- Born: April 1, 1901 Manhattan, New York, U.S.
- Died: September 26, 1980 (aged 79) Old Westbury, New York, U.S.
- Occupations: Steeplechase rider, Racehorse owner/breeder
- Spouse: Eleanor Purviance Sage ​ ​(m. 1936⁠–⁠1980)​
- Children: Albert C. Bostwick III
- Parent(s): Albert Carlton Bostwick Sr. Mary Lillian Stokes
- Relatives: Dorothy Bostwick (sister) Lillian Bostwick (sister) Dunbar Bostwick (brother) Pete Bostwick (brother)

= Albert C. Bostwick Jr. =

American racehorse owner, breeder, and trainer

Albert Carlton Bostwick Jr. (April 1, 1901 – September 26, 1980) was a member of the wealthy and prominent Bostwick family who became a steeplechase jockey and a Thoroughbred racehorse owner, breeder and trainer.

==Early life==
Albert Bostwick, known to his family as "Brother", was the eldest boy of five children born to Mary Lillian (née Stokes) Bostwick and Albert Carlton Bostwick Sr. Among his siblings was Dorothy Stokes Bostwick, Lillian Bostwick Phipps, Dunbar Bostwick, and Pete Bostwick. His father, a banker and sportsman, set early automobile speed records. After his death in 1911, his mother remarried in 1914 to Fitch Gilbert Jr., a Harvard and Columbia Law School graduate and farmer.

His maternal grandfather, Henry Bolter Stokes, was president of the Manhattan Life Insurance Company, and his paternal grandfather, Jabez Bostwick, was a founder and treasurer of the Standard Oil and a partner of John D. Rockefeller.

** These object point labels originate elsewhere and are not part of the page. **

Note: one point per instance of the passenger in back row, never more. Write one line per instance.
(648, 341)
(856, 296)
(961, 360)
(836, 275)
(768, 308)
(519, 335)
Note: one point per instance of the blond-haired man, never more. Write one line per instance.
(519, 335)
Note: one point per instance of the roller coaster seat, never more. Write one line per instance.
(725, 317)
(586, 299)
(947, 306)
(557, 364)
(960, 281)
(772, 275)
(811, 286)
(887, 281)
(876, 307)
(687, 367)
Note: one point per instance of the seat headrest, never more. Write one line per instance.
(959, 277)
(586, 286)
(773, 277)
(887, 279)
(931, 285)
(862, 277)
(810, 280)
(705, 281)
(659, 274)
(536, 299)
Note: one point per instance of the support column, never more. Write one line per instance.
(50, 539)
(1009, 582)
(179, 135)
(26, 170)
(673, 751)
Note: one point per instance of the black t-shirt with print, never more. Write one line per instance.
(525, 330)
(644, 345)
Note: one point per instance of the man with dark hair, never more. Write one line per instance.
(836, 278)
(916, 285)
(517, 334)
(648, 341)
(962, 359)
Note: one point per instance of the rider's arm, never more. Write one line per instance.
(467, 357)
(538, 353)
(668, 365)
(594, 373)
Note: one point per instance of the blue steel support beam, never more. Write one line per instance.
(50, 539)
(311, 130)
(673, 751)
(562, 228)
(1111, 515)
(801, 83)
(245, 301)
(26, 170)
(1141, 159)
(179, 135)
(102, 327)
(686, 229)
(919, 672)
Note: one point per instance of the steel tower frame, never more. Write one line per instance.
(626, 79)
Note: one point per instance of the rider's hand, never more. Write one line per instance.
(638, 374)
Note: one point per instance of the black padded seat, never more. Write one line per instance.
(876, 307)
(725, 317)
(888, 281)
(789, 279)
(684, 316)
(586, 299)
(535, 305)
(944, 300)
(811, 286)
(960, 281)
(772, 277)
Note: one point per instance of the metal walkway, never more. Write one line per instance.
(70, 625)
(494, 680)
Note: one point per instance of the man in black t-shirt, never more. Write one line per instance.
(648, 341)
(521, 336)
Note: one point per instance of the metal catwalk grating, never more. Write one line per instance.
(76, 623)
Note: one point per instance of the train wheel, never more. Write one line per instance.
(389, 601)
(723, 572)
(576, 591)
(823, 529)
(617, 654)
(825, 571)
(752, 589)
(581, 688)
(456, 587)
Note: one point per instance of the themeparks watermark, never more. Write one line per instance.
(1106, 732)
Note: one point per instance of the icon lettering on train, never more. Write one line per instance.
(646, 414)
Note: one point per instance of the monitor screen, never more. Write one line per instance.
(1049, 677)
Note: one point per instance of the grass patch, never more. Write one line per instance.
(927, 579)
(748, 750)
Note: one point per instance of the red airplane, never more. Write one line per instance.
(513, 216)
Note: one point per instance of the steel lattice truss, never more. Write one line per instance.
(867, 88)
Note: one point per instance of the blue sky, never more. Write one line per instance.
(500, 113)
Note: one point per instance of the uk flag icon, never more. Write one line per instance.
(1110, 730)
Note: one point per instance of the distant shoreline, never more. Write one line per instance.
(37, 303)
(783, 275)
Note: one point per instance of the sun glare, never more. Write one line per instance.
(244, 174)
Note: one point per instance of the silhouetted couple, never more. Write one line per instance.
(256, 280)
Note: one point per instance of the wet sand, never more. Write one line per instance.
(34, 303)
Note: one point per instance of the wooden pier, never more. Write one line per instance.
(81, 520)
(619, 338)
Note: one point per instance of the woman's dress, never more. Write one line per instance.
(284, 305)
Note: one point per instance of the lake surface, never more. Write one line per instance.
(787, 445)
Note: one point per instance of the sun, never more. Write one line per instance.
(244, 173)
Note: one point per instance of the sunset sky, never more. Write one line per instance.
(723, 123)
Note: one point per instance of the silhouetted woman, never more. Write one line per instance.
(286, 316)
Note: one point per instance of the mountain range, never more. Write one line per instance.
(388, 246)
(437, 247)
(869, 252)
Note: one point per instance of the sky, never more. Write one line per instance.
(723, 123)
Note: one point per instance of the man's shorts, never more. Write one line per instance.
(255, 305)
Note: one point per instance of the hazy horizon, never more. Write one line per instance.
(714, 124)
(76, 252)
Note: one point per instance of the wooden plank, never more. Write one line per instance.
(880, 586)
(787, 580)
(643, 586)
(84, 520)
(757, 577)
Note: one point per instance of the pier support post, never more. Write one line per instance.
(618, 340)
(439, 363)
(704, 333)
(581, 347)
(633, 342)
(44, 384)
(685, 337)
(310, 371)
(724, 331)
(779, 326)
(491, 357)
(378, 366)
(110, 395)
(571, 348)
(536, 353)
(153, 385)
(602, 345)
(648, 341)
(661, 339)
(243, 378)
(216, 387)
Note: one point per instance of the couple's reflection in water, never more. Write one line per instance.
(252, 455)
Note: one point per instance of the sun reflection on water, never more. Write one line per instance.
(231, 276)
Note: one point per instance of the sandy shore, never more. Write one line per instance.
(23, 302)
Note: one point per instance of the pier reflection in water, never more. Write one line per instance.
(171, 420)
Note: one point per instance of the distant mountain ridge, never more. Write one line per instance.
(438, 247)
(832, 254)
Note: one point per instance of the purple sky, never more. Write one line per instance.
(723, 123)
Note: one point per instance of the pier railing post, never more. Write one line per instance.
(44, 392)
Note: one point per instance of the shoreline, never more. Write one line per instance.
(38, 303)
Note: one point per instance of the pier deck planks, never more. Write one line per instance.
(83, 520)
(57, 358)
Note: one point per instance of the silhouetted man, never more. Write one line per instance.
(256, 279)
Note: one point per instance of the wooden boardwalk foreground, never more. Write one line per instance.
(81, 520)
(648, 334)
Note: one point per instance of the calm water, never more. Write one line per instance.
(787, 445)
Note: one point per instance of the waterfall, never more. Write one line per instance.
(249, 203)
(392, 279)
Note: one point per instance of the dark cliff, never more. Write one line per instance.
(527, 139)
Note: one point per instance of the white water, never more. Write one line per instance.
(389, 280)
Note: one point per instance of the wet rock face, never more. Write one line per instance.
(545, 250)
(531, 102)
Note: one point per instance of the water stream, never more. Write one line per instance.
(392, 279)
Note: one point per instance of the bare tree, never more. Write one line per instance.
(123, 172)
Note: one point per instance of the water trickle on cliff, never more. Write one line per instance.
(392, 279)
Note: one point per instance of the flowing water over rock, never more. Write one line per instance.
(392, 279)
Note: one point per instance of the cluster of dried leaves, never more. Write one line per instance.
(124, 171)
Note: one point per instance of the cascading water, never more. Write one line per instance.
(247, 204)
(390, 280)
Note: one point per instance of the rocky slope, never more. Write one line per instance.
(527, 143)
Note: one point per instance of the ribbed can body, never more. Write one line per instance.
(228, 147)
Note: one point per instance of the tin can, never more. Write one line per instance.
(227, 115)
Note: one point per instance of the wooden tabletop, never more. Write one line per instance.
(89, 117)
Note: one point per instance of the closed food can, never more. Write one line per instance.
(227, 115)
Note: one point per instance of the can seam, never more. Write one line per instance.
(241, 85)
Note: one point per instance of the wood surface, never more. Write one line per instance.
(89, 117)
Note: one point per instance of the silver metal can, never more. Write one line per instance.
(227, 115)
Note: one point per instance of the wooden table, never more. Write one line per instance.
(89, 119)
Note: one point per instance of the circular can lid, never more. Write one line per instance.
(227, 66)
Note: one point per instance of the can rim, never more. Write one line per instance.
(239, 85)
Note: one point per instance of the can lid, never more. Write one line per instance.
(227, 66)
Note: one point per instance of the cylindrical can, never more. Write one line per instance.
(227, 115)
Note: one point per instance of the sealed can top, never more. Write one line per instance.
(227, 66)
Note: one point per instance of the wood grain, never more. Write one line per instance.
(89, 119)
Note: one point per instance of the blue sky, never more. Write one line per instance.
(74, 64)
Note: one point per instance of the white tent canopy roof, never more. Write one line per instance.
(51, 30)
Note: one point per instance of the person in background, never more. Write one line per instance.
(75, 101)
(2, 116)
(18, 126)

On the death of his father in 1911, Bostwick inherited a sizeable fortune. His grandmother, Helen Celia (née Ford) Bostwick, upon her death in April 1920, left to him a sum of $1,156,818.

==Horse racing==
Bostwick rode horses from a young age, taught by his uncle F. Ambrose Clark, and became a successful amateur steeplechase rider in the United States and in England. He also became involved in the sport of Thoroughbred flat racing and is best known as the owner/breeder of Mate, winner of the 1931 Preakness Stakes.
A member of The Jockey Club, in 1932 he obtained a license to train horses.

He was a member of the Union Club, the Racquet and Tennis Club, the Turf and Field Club, the Meadow Brook Club and the River Club.

==Personal life==
In 1936, Bostwick was married to Eleanor (née Purviance) Sage (1904–2004). Eleanor was the former wife of Henry Williams Sage (a descendant of Henry W. Sage) and was the daughter of John Nelson Purviance and Helen (née Morgan) Purviance. Before their divorce, they lived on the 15th floor of the Rosario Candela designed 778 Park Avenue (the apartment, a floor below Brooke Astor's apartment, was later owned by Roone Arledge), and had one son together:

- Albert Carlton Bostwick III (b. 1939), who in 1960 married socialite Mollie (née Netcher) Bragno (1923–2002), heiress to a Chicago department store fortune. The wedding, which took place at her home in Chicago, was performed by Judge Julius Hoffman and the best man was New York attorney Roy Cohn. They divorced, and in 1970, she married for the third time to Paul C. Wilmot Jr.

The Bostwick's had an estate in Old Westbury on the north shore of Long Island. The estate featured an 1888 Georgian revival manor house with 18 rooms that was updated by architect James O'Connor in the 1930s. After his widow's death in 2004, the estate was sold and subdivided.

Bostwick died in 1980 at age 79 at his home in Old Westbury. His funeral was held at the Church of the Advent in Westbury.